Ouvi recente de um ambientalista que acessar a natureza é a pauta mais urgente, a decisão política mais importante. Se isso procede, seria a pauta mais dificil de implementar. Por um motivo básico: a natureza é uma ilustre desconhecida. Exceto por aqueles que vivem embrenhados nos matos, uma selva amazonica de gente não tem a menor noção do que seja essa senhora.
Conheço gente que nunca passou perto de uma floresta e tem as janelas teladas para evitar qualquer resquício de insetos. Para essas pessoas natureza significa pânico.
No lado oposto, tem as que a consideram uma maravilha, um paraiso. Essas pessoas não têm mesmo a menor noção do que seja. Nada de paraiso, nada de paz, nem nada de perfeição. A natureza é bruta.
Estávamos acampados próximos a uma praia do Nordeste quando alguém resolveu futucar uma obra da natureza, uma colmeia. Não era colmeia. Voamos para dentro do mar atacados por bilhões de marimbondos. Acabamos em um posto de saúde picados para neutralizar picadas.
Participava de uma trilha em uma floresta fechada. Era raro seguir por um caminho mais aberto, então relaxei por um minuto naquela passagem mais limpa. Fui empurrado com ímpeto pelo guia, jogado no chão enquanto, assustado, via o homem decepar com seu facão a cobra pendurada em um galho pronta para cravar meu pescoço.
Há uma única condição para estar na natureza: respeito. Respeito absoluto. E isso implica atenção plena que implica em nunca nunca nunca relaxar. Quem diz que natureza é lugar de relaxamento, está em casa separado de árvores e bichos por vidraças reforçadas. Lugar de contemplação? Só se estiver na beira de um lago cinematográfico com repelentes pulverizados pelas equipes de produção. Mas você pode contemplar a natureza, por exemplo, do alto de uma montanha em Mucugê, na Chapada Diamantina.
Meu sobrinho foi contemplar. Fones de ouvido, música alta, camiseta cavada, mini mochila, sandálias, que paisagem incrível, a vida é linda. Contemplou caminhando durante algumas horas. Quando decidiu voltar, estava perdido. Passou três dias perdido. Não havia um único abrigo para aquelas duas noites chuvosas. De camiseta sem mangas, lembra? De tanto frio, fez xixi no corpo para esquentá-lo. Achou uma caverna para passar uma noite. Quando sentou, quebrou uma dezena de ovinhos de cobra.
Chegou a pensar em morrer, lançar-se do alto do despenhadeiro. Então ouviu ao longe sons de água, apurou o ouvido, sentiu cheiro de água, apurou o faro, achou o caminho dos turistas. Chegou na pousada como uma peneira de picadas, vermelho, faminto, assustado. Ninguém sabia onde ele estava, saiu sem avisar. Aprendeu na marra a jamais vacilar em lugares lindos.

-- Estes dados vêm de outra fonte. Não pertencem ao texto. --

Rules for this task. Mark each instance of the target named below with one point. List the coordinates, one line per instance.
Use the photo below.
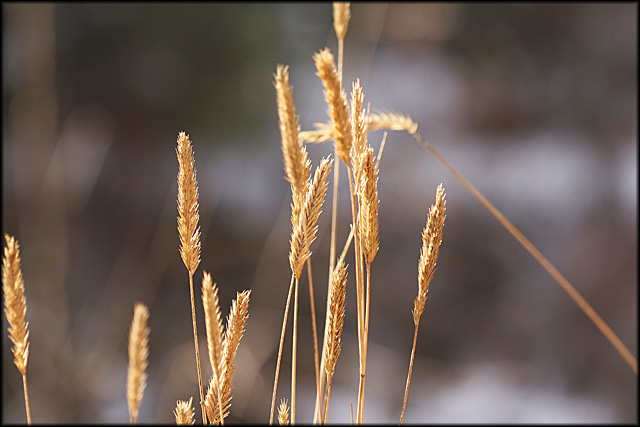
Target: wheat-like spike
(359, 129)
(188, 209)
(337, 298)
(359, 123)
(337, 102)
(15, 303)
(377, 121)
(283, 413)
(431, 240)
(138, 359)
(341, 16)
(236, 323)
(296, 160)
(16, 312)
(336, 317)
(304, 231)
(213, 320)
(368, 196)
(213, 323)
(184, 412)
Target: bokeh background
(536, 104)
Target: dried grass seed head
(15, 303)
(184, 412)
(336, 101)
(304, 231)
(336, 316)
(296, 160)
(369, 204)
(188, 208)
(138, 359)
(431, 240)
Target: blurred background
(535, 104)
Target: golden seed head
(337, 102)
(15, 303)
(296, 160)
(283, 413)
(184, 412)
(431, 240)
(304, 230)
(188, 209)
(138, 359)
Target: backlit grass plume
(431, 240)
(188, 218)
(16, 311)
(138, 359)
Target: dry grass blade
(537, 255)
(16, 312)
(341, 16)
(304, 232)
(138, 359)
(431, 240)
(213, 323)
(337, 102)
(188, 210)
(283, 413)
(184, 412)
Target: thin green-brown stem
(195, 342)
(313, 326)
(26, 398)
(559, 278)
(284, 325)
(366, 338)
(326, 401)
(406, 390)
(294, 355)
(359, 298)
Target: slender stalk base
(284, 325)
(406, 390)
(195, 342)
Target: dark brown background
(535, 104)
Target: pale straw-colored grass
(138, 359)
(16, 312)
(184, 412)
(431, 240)
(189, 231)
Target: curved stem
(294, 356)
(406, 390)
(284, 325)
(316, 363)
(559, 278)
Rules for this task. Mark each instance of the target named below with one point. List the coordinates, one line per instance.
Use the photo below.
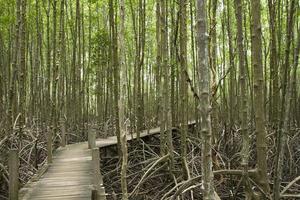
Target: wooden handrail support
(63, 133)
(91, 139)
(98, 193)
(13, 174)
(49, 146)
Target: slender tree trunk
(122, 100)
(256, 57)
(23, 64)
(183, 87)
(285, 104)
(204, 82)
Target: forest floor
(159, 182)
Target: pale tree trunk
(122, 100)
(54, 68)
(23, 64)
(204, 108)
(256, 57)
(285, 105)
(165, 86)
(12, 92)
(243, 96)
(183, 87)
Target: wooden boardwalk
(68, 177)
(71, 174)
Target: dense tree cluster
(124, 66)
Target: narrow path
(69, 177)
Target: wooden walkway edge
(71, 175)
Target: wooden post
(63, 133)
(91, 139)
(96, 167)
(99, 192)
(49, 146)
(13, 174)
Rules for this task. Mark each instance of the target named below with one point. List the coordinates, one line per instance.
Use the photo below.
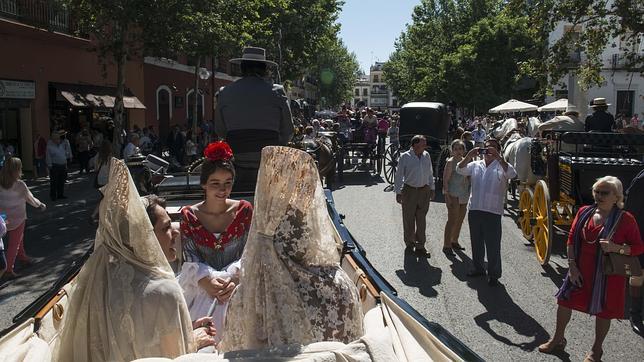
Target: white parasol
(513, 106)
(558, 105)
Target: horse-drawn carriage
(397, 325)
(564, 178)
(363, 146)
(425, 118)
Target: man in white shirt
(132, 147)
(478, 135)
(414, 187)
(56, 157)
(489, 179)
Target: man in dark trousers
(253, 112)
(600, 120)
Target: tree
(473, 52)
(337, 69)
(600, 24)
(294, 31)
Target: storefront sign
(17, 89)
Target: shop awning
(95, 96)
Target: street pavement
(55, 237)
(505, 323)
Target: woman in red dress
(214, 234)
(586, 288)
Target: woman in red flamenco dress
(586, 288)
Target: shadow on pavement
(500, 308)
(419, 273)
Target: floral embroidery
(192, 227)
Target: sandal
(550, 347)
(593, 356)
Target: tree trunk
(195, 116)
(119, 110)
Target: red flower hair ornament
(218, 151)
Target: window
(625, 103)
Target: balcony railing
(50, 15)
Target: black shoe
(493, 282)
(475, 273)
(448, 251)
(422, 252)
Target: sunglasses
(601, 192)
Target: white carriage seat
(23, 345)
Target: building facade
(622, 88)
(51, 79)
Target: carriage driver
(253, 112)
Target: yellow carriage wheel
(542, 229)
(525, 212)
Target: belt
(415, 188)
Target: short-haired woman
(214, 234)
(456, 189)
(586, 288)
(14, 195)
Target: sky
(370, 27)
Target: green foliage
(337, 69)
(598, 24)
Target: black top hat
(253, 54)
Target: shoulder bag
(619, 264)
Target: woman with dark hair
(213, 233)
(102, 168)
(14, 195)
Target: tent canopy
(513, 106)
(558, 105)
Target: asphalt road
(505, 323)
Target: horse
(323, 149)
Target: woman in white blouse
(14, 194)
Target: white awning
(513, 106)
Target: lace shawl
(126, 304)
(292, 288)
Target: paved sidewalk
(56, 237)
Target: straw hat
(253, 54)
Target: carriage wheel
(390, 163)
(525, 213)
(542, 230)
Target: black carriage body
(429, 119)
(597, 155)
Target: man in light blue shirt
(414, 187)
(56, 157)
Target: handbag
(619, 264)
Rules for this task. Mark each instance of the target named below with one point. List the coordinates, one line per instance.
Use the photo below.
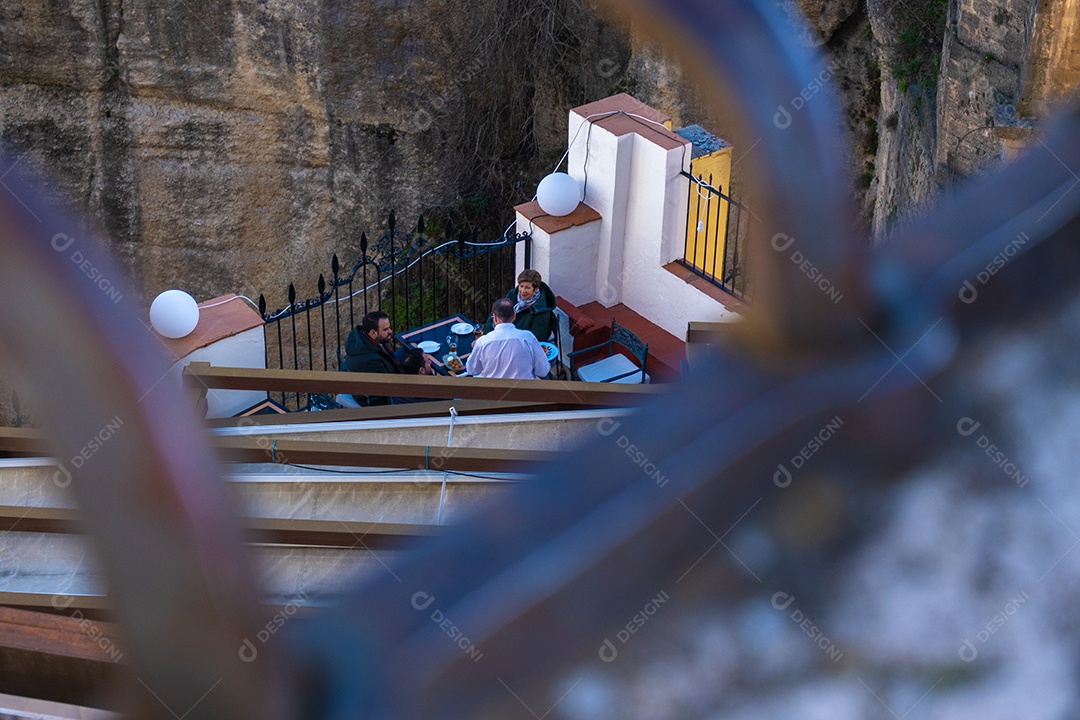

Viver na natureza requer preparo, requer reverencia porque nao existe compaixao nesse lugar. Todos são exatamente iguais, todos estão nus. Para ela não ha diferença entre humanos e raposas. Sendo que raposas estão integradas, humanos nao, perderam o timing, perderam o faro e o ouvido. Perderam até o tato, a capacidade de identificar chuva pelo tantã da terra como as formigas.
O acesso à natureza é trabalhoso e lento. Nao depende de uma decisao política, mesmo porque a política teme a natureza que fortalece os sentidos e liberta humanos dos mimimis.
O rapaz que trabalha no sítio nasceu no mato, vive no mato, sabe como se mover no mato que é sua vida. Pois aos 50 anos, nunca conheceu uma cidade grande. Aliás, morre de medo. As arvores de muitos andares são suas desconhecidas. Os prédios sem galhos não têm folhas nem produzem oxigenio, são como bichos de cimento. Como viver num lugar assim, ele não entende. Alguém entende?
Nos afastamos tanto que passamos a achar normal e impressionante um prédio de cem andares e um incômodo árvores que “sujam” passeios com suas folhas. A síndica de um condomínio onde morei mandou cortar várias pequenas árvores porque sujavam as áreas de circulação dos condôminos. São pessoas como essa que colocam veneno para matar gatos do vizinho.
É uma injustiça chamar esse comportamento de natureza humana, como se maldade fosse natural. Porque a gente sabe, não há a menor maldade na natureza, há magnitude, grandiosidade, há majestade e uma justa e equilibrada reciprocidade.